I recently started learning Python (my first programming language since using GW BASIC as a kid). I’ve noticed that when adding bytes to a bytes object, each byte takes more time to add than the last; and by contrast, when adding integers to a list object, each integer takes the same amount of time to add as the last. The following program illustrates.

import time
import struct
time.clock() # for Windows

def time_list():
    print("adding 9,999,999 0s to one list 9 times:")
    a = []
    for i in range(9):
        start_time = time.clock()
        for j in range(9999999):
            a += [0]
        end_time = time.clock()
        print("loop %d took %f seconds" %(i, end_time - start_time))
    print()

def time_bytes_object():
    print("adding 99,999 pad bytes to a bytes object 9 times:")
    a = bytes()
    for i in range(9):
        start_time = time.clock()
        for j in range(99999):
            a += struct.pack('<B', 0)
        end_time = time.clock()
        print("loop %d took %f seconds" %(i, end_time - start_time))
    print()

time_list()
time_bytes_object()

What is it about the bytes object (or the struct.pack function) that makes adding bytes take increasing amounts of time?

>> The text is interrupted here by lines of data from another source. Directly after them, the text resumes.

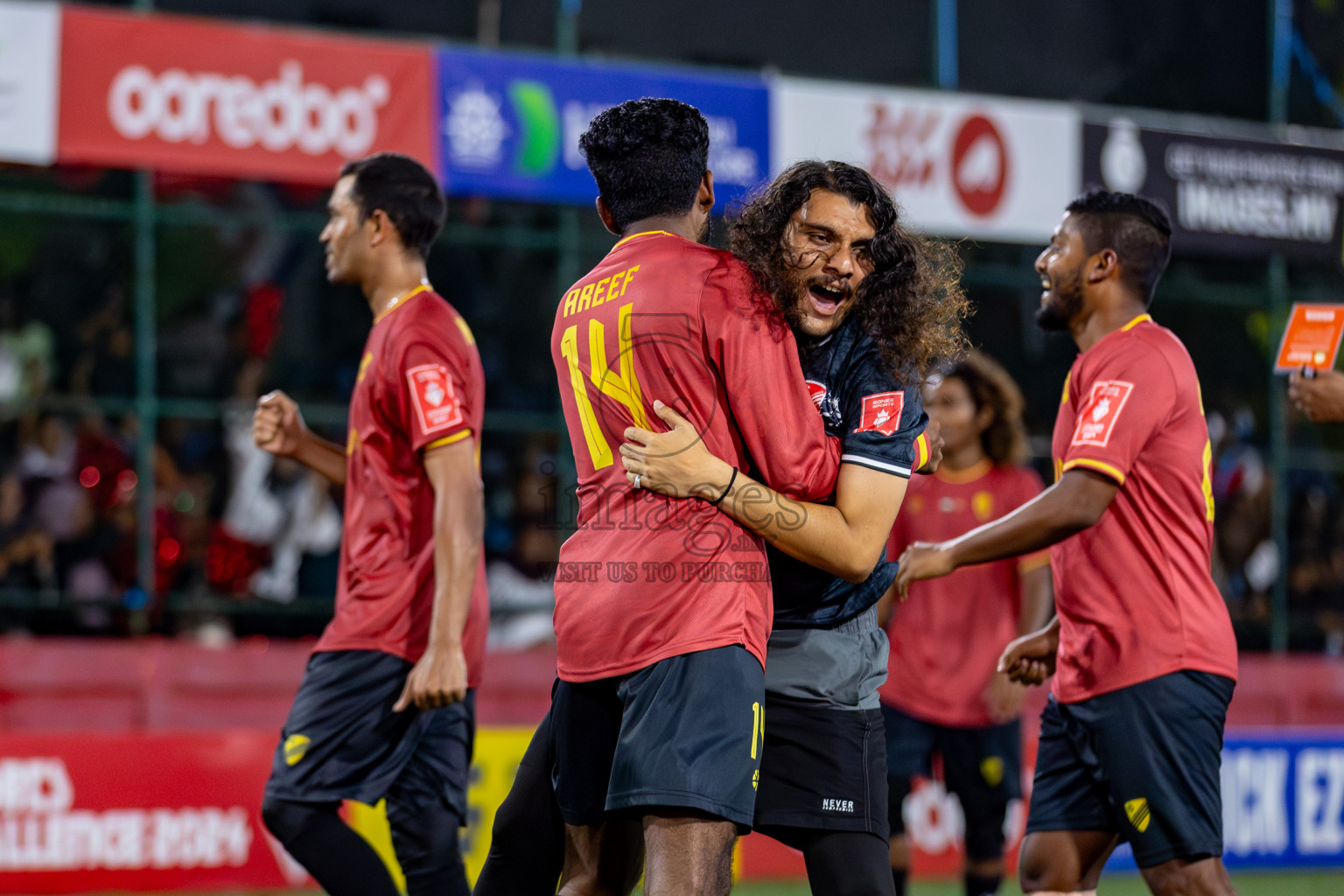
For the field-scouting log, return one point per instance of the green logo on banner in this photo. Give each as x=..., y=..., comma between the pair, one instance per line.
x=539, y=145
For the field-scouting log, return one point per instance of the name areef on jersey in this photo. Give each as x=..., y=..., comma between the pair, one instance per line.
x=880, y=424
x=647, y=577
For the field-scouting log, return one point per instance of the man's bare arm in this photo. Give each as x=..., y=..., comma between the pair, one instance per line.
x=440, y=676
x=1038, y=599
x=278, y=427
x=1070, y=506
x=845, y=540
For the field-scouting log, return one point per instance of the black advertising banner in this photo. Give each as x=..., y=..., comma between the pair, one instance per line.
x=1236, y=198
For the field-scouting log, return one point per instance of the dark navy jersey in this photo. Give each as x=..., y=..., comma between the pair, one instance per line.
x=880, y=422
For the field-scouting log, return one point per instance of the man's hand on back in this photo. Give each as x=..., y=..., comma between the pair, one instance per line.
x=1321, y=398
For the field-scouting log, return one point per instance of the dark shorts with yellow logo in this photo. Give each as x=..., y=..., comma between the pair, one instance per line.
x=341, y=739
x=683, y=732
x=1143, y=762
x=983, y=766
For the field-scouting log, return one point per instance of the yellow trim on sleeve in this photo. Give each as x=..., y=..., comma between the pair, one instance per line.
x=1032, y=562
x=449, y=439
x=647, y=233
x=922, y=452
x=1095, y=465
x=401, y=300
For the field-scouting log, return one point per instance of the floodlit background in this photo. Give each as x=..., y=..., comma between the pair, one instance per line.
x=163, y=175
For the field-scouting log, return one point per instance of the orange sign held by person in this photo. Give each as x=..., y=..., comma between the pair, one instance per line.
x=1312, y=339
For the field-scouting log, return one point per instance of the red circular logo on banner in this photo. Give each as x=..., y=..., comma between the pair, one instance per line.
x=980, y=165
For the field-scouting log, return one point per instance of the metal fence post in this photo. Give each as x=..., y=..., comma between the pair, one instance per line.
x=147, y=399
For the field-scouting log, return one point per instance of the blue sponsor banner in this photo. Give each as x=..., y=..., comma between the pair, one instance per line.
x=1283, y=801
x=509, y=125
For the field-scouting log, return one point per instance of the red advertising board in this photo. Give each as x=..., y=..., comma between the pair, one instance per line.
x=256, y=102
x=97, y=812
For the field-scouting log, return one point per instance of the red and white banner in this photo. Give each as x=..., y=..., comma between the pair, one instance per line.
x=30, y=42
x=94, y=813
x=958, y=164
x=256, y=102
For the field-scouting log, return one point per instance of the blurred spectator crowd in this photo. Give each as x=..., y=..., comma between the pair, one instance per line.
x=245, y=543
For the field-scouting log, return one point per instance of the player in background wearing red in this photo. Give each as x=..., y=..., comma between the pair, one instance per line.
x=942, y=693
x=386, y=708
x=663, y=607
x=1146, y=662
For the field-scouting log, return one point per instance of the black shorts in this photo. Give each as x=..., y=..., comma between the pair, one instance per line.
x=343, y=740
x=682, y=732
x=1141, y=762
x=983, y=766
x=822, y=768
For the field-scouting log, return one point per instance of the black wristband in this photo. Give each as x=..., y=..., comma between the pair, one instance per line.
x=726, y=489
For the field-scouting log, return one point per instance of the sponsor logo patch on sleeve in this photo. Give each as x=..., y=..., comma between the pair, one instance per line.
x=882, y=413
x=1100, y=413
x=437, y=406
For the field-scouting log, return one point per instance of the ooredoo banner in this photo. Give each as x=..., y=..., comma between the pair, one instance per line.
x=511, y=125
x=30, y=45
x=256, y=102
x=958, y=164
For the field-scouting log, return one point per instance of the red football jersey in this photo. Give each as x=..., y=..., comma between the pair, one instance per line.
x=644, y=577
x=947, y=637
x=1133, y=592
x=420, y=386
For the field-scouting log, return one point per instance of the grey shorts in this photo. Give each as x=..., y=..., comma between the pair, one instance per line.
x=839, y=668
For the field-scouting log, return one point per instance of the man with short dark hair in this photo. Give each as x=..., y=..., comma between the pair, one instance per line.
x=657, y=708
x=386, y=708
x=1146, y=662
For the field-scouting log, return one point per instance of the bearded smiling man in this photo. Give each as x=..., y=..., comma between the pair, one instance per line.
x=872, y=306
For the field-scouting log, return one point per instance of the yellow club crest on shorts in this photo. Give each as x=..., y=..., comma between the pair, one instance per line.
x=1138, y=813
x=296, y=746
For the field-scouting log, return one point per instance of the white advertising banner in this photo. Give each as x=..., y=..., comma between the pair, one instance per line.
x=958, y=164
x=30, y=58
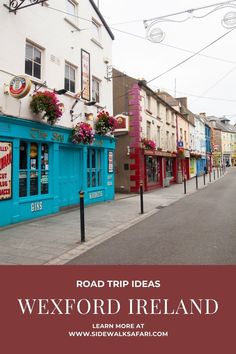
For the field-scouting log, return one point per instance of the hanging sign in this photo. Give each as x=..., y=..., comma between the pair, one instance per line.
x=85, y=75
x=5, y=170
x=19, y=86
x=122, y=123
x=110, y=161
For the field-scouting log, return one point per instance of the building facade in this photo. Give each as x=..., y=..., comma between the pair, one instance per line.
x=146, y=152
x=42, y=171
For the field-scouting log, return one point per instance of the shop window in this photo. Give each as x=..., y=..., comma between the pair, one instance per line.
x=96, y=30
x=70, y=77
x=94, y=168
x=169, y=168
x=152, y=170
x=34, y=169
x=33, y=60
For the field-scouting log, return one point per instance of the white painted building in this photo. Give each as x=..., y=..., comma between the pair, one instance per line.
x=61, y=47
x=44, y=42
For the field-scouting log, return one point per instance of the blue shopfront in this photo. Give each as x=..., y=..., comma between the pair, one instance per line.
x=42, y=172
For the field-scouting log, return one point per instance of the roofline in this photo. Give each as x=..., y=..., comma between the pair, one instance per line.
x=102, y=19
x=142, y=84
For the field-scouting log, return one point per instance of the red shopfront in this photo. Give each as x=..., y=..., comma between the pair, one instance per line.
x=160, y=169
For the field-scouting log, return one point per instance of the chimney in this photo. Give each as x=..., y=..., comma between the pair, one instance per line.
x=183, y=101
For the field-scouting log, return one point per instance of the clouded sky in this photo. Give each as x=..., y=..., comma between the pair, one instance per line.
x=208, y=79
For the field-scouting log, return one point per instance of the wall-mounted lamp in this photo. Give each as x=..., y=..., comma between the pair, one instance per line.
x=74, y=117
x=38, y=86
x=89, y=116
x=90, y=103
x=60, y=92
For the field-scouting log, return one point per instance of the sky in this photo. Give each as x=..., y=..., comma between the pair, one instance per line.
x=207, y=79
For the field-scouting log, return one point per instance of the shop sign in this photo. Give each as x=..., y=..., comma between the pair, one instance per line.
x=187, y=153
x=19, y=86
x=85, y=75
x=122, y=123
x=5, y=170
x=94, y=195
x=110, y=161
x=37, y=206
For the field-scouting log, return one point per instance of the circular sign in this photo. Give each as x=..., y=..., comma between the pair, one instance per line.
x=19, y=86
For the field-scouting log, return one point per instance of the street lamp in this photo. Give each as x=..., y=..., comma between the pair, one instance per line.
x=229, y=20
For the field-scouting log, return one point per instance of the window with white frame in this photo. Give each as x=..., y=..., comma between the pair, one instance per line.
x=71, y=8
x=70, y=71
x=33, y=60
x=96, y=86
x=96, y=33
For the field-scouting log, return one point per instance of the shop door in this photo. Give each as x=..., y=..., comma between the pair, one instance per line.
x=70, y=169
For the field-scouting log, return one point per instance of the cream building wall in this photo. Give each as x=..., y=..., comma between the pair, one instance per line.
x=61, y=38
x=160, y=120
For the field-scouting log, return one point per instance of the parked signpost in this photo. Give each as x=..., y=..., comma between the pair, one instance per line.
x=82, y=223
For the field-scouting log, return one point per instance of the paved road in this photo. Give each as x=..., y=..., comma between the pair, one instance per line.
x=199, y=229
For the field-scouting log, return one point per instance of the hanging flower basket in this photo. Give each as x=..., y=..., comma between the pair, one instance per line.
x=148, y=144
x=105, y=124
x=47, y=103
x=83, y=133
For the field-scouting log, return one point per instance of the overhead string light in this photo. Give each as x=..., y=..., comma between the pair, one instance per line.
x=156, y=35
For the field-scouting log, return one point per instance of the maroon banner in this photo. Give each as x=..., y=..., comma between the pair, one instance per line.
x=118, y=309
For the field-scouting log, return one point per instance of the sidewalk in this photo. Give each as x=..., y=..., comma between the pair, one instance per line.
x=56, y=239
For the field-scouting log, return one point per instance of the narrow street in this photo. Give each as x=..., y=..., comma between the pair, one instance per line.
x=199, y=229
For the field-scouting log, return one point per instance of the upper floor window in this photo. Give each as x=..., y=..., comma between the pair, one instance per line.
x=33, y=61
x=71, y=7
x=96, y=83
x=70, y=77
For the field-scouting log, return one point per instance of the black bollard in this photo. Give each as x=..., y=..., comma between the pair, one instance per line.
x=141, y=198
x=82, y=224
x=185, y=186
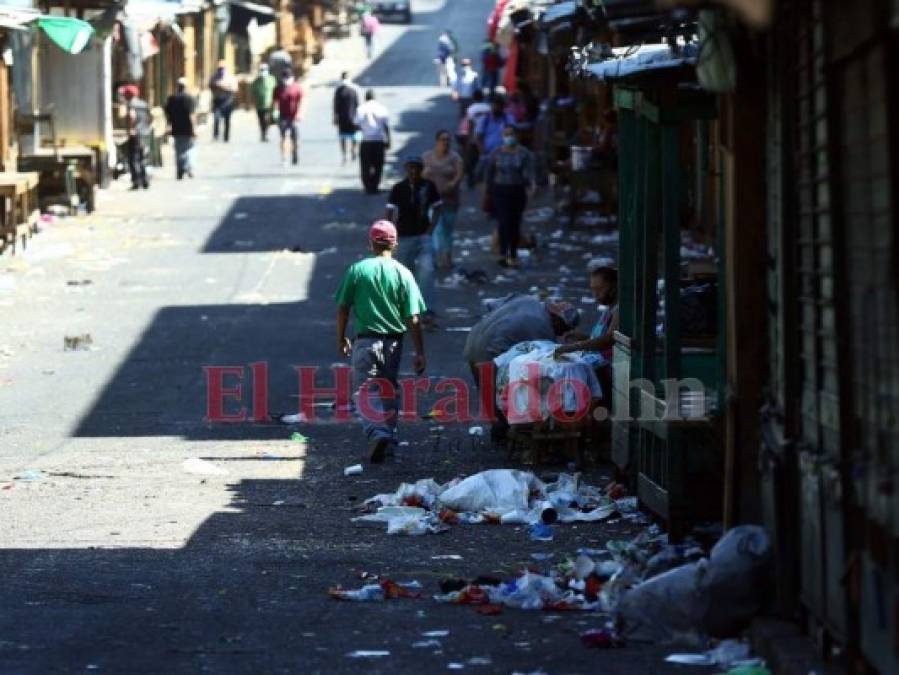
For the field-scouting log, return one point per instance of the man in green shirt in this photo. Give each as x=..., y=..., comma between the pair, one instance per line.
x=385, y=301
x=263, y=89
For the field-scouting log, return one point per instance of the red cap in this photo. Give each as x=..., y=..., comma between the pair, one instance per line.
x=382, y=232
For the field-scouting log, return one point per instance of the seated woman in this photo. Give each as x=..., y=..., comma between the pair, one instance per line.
x=598, y=345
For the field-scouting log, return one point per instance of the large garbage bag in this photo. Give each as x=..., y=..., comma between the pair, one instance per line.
x=715, y=596
x=498, y=490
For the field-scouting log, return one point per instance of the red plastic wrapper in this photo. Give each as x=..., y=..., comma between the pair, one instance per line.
x=472, y=595
x=490, y=610
x=593, y=586
x=616, y=491
x=393, y=590
x=602, y=638
x=413, y=500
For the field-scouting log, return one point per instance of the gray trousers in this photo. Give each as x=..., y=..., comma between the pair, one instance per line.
x=377, y=358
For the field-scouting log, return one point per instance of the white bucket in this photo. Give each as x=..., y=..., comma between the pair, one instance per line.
x=580, y=157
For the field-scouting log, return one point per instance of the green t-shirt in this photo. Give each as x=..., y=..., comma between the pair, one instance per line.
x=382, y=293
x=263, y=88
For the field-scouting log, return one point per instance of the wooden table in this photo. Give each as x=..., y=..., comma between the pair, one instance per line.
x=19, y=211
x=53, y=163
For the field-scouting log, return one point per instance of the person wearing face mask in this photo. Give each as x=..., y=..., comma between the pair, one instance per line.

Or is there a faster way to collect a bunch of bytes than the way used in my example?

Thanks for any help,

Victor

Answer

nneonneo picture nneonneo · Sep 10, 2012

Byte strings (and Unicode strings) in Python are immutable, whereas lists are mutable.

What this means is that every append (+=) done on a byte string must make a copy of that string; the original is not modified (though it will be garbage-collected later). In contrast, the append method of list (also used by +=) will actually modify the list.

What you want is the bytearray type, which is a mutable type functioning much like a list of bytes. Appending to a bytearray takes (amortized) constant time, and it is easily converted to and from a byte string.